To see someone not sanitize its impact but write it in a way that isn’t dramatic so people might actually want to read and some might ‘put themselves in the shoes’ is powerful. I hope it begins a wake up call so some get that this which seems to get accepted like some norm realise it’s not ok and is obviously pretty harmful to leave someone subjected to endlessly.
 
I don't really see how it calls anything into question. It is just that these people tried to get away with very badly done science - where the results were not reliable. Science is still the practice of basing knowledge on reliably tested ideas. The critique of the practices involves pointing out flaws in trial design, which is rigorous scientific methodology and which we have done. I am not sure what more there is to say?

As for the social forces shaping them, that seems to me to be pure speculation that we will never be able to form useful testable theories about. The overriding problem is probably just that doctors follow popular prejudice in thinking that if the patient's arms and legs work OK there is nothing wrong with them. Various individuals have exploited the situation for personal career advancement but we will never know whether that was the cause or the effect of a general trend. You cannot actually do experiments on such things so no reliable evidence will ever be extracted.

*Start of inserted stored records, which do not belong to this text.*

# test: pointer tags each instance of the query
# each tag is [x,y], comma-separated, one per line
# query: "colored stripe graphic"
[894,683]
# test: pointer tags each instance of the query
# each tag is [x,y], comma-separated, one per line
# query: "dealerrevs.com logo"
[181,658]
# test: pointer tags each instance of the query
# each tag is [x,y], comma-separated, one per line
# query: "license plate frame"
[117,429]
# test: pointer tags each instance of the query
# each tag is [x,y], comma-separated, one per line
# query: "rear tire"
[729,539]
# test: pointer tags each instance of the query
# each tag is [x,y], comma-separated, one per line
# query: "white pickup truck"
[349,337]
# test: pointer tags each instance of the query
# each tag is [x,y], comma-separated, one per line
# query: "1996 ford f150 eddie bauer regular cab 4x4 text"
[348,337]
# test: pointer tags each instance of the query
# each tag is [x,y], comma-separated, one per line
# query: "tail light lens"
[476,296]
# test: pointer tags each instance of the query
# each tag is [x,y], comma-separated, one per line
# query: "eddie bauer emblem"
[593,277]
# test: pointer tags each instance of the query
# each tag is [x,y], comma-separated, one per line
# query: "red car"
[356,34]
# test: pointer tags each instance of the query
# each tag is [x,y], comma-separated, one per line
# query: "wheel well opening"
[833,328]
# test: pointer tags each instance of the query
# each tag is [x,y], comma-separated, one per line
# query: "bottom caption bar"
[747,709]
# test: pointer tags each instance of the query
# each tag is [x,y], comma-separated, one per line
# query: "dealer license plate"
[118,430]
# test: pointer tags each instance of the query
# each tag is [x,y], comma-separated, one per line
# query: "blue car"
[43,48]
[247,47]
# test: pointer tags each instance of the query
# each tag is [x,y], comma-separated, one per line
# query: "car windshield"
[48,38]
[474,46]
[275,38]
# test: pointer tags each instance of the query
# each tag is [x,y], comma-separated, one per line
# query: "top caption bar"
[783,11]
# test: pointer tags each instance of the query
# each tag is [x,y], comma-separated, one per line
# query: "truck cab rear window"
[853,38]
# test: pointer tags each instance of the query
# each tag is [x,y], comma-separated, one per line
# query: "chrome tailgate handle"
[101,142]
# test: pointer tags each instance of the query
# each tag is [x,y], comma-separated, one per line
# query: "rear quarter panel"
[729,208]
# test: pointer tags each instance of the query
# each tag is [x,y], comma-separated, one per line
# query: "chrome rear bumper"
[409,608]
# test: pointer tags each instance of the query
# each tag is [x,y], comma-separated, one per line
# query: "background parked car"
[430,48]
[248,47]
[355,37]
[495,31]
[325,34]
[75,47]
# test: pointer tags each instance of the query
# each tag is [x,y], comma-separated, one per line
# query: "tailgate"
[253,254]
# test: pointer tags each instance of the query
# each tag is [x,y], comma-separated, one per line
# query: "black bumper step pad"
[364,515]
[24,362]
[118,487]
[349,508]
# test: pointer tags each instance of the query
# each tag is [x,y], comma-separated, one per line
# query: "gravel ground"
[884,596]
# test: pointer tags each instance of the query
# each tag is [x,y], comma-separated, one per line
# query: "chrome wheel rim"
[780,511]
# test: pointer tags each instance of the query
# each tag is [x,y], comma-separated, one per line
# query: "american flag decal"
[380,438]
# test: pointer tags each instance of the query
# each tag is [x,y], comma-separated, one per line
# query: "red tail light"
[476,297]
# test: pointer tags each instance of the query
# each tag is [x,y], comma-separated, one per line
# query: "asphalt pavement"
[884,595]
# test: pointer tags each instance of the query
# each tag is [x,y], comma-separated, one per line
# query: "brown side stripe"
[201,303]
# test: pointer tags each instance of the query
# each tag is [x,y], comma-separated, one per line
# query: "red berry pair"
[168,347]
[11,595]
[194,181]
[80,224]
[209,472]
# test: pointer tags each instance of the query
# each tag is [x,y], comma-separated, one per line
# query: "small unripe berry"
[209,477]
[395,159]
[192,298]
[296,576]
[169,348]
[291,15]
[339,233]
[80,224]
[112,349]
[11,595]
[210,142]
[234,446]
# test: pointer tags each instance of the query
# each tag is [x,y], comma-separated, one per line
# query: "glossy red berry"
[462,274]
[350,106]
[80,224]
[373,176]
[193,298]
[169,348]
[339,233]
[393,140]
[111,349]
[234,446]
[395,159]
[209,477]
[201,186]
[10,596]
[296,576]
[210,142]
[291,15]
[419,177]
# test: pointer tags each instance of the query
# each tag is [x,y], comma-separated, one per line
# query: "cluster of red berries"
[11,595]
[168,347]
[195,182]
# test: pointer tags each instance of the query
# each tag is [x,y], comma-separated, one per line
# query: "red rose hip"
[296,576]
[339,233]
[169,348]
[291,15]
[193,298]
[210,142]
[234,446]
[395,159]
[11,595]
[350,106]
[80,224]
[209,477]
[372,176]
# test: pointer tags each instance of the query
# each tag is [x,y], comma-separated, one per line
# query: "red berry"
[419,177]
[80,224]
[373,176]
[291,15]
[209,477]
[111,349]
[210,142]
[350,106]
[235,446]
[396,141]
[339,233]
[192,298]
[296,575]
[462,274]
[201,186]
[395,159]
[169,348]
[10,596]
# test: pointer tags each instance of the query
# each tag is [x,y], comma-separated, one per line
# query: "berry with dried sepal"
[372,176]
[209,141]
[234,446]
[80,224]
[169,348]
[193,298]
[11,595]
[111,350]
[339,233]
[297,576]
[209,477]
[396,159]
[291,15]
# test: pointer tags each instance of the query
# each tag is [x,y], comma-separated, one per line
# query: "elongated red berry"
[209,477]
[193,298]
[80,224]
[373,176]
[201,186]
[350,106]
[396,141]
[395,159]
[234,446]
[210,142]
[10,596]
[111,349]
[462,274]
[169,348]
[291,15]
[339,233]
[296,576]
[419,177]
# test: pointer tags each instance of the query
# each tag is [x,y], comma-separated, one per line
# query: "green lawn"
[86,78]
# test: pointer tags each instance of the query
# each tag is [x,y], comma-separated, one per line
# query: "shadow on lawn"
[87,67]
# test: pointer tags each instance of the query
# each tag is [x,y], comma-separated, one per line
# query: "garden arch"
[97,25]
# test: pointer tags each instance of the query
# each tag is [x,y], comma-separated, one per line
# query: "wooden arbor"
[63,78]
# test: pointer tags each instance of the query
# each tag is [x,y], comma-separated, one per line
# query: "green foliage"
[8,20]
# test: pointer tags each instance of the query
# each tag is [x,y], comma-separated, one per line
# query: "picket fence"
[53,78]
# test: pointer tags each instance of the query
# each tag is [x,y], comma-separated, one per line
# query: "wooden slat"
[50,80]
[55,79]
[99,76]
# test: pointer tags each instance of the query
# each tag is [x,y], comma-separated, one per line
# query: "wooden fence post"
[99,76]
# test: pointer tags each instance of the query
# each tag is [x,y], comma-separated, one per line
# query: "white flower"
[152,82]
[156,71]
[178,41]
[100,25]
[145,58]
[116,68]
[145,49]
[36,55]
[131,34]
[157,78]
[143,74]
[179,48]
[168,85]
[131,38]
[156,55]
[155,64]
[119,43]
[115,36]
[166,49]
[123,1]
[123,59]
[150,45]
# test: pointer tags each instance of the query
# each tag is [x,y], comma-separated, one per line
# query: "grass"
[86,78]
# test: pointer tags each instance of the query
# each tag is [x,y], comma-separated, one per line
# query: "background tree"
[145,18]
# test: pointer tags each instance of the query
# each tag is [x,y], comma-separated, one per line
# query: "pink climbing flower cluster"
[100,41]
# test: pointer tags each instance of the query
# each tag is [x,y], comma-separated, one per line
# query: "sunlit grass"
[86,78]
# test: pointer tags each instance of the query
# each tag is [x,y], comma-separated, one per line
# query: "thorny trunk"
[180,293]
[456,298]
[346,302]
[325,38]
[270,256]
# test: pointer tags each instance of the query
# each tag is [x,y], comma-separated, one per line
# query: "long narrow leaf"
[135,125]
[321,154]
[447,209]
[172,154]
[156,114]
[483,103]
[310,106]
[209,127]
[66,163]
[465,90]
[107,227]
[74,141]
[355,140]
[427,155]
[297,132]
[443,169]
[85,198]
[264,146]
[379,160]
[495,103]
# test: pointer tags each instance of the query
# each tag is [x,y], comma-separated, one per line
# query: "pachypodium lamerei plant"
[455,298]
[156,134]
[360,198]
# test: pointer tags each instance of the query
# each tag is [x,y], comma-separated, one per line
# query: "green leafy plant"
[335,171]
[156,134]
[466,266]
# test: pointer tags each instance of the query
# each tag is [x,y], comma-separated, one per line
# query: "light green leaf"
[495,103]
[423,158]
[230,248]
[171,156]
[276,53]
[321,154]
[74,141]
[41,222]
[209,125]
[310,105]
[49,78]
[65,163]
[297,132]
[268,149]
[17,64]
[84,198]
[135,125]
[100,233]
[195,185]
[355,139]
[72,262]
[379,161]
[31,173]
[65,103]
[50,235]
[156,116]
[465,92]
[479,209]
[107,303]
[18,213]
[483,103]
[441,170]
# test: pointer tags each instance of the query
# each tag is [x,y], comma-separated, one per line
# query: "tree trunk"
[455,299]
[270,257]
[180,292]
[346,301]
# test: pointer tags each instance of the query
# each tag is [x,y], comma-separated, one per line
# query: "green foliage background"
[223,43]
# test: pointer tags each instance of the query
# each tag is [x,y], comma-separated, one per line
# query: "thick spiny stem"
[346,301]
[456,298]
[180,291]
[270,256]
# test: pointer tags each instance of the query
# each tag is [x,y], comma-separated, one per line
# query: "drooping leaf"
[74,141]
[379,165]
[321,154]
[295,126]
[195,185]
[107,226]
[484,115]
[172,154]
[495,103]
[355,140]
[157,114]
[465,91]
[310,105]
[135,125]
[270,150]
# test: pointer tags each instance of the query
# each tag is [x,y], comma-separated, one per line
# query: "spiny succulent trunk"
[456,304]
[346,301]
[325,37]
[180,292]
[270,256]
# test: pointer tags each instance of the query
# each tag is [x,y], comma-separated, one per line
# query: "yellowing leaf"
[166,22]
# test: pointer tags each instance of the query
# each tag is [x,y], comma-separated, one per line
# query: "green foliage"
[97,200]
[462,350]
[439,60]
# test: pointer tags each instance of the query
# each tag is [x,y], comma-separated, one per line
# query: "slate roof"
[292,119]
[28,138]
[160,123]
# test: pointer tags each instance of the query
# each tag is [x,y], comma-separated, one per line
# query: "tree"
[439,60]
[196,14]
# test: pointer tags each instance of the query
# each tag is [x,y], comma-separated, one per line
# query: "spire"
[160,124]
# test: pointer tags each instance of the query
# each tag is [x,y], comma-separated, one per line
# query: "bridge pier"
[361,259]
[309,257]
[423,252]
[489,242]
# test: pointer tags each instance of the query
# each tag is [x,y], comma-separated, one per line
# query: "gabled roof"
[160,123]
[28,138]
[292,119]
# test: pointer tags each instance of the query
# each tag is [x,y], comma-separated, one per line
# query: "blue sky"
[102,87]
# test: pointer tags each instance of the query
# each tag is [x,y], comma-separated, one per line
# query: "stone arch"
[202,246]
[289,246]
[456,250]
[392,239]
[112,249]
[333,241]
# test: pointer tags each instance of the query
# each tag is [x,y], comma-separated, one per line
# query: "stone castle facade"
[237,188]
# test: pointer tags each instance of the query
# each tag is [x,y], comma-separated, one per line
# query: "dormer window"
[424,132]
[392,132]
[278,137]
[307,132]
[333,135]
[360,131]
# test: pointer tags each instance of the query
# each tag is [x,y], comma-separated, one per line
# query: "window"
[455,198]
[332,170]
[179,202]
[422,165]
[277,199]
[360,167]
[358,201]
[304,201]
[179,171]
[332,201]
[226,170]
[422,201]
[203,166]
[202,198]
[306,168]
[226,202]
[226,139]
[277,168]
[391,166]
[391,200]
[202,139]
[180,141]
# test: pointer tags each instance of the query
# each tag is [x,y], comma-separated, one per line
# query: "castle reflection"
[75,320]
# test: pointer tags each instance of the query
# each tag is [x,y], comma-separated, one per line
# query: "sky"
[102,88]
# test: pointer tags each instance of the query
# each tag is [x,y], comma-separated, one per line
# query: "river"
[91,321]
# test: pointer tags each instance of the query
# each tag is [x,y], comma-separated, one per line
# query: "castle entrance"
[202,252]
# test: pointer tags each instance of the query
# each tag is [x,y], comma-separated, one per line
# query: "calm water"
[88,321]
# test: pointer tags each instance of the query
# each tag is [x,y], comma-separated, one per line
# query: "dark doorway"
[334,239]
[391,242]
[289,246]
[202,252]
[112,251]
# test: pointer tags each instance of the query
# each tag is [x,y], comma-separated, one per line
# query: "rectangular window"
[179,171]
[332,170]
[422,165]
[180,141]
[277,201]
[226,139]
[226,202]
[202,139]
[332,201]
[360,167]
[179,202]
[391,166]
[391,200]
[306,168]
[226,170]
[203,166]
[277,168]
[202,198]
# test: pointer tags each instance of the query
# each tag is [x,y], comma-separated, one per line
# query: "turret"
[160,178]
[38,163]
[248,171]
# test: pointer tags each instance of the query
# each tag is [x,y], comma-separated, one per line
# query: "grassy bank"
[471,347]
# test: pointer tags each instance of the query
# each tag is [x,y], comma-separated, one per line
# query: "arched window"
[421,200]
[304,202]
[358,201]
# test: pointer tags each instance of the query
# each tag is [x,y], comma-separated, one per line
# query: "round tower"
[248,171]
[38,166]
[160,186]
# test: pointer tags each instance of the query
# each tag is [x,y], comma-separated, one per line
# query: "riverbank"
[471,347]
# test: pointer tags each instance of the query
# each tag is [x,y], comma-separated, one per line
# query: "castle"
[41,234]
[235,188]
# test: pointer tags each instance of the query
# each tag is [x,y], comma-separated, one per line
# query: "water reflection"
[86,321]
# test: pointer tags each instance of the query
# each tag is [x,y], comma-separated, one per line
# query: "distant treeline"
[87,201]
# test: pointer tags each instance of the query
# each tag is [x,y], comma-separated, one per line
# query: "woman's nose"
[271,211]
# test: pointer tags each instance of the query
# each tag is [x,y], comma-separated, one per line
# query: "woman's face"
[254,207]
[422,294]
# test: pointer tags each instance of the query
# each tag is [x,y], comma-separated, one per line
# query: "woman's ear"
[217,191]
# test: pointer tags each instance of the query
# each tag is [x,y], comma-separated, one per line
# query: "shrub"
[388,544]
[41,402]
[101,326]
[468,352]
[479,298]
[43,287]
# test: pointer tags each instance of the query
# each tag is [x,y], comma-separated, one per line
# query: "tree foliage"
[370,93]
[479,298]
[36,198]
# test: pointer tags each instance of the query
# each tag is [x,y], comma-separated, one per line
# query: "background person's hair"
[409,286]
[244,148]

To me the most important factor to overcome is the pervasive ignorance about hard medical science - in the public, journalism and almost as much amongst medical professionals. Studying experience doesn't address that. You need to understand cause and effect and experience doesn't reliably give us that - only effect.
I agree

But I also think we have been stuck with the ‘what’s the problem it’s just a bit of CBT and people being supportive’ type attitude from those who won’t hear it’s any more than being tired which they all get too.

It’s getting past the ‘so what factor’ that I think we come up against where people won’t listen to how bad it actually is because they are so sure they already know and want to keep thinking we don’t have it that bad so have all incentive not to listen.


But I agree on the bad side of every coin issue re research that has more subjective rules.

But I also think of how it was things like Goffman that transposed readers to actually see worlds in such ways they couldn’t wiggle out of seeing the reality (most self justify and see different things as cognitive dissonance gets in the way) and played a part in moving on ethics and people thinking of what they were actually doing (consequences wise ie what they were building that someone had to live) instead of ‘just’ talking about intentions or why of each building block without realising what the whole thing became if you were on the receiving end of it. And all the maintenance factors (power and group psychology, keeping/getting job done) that built up as happens in systems.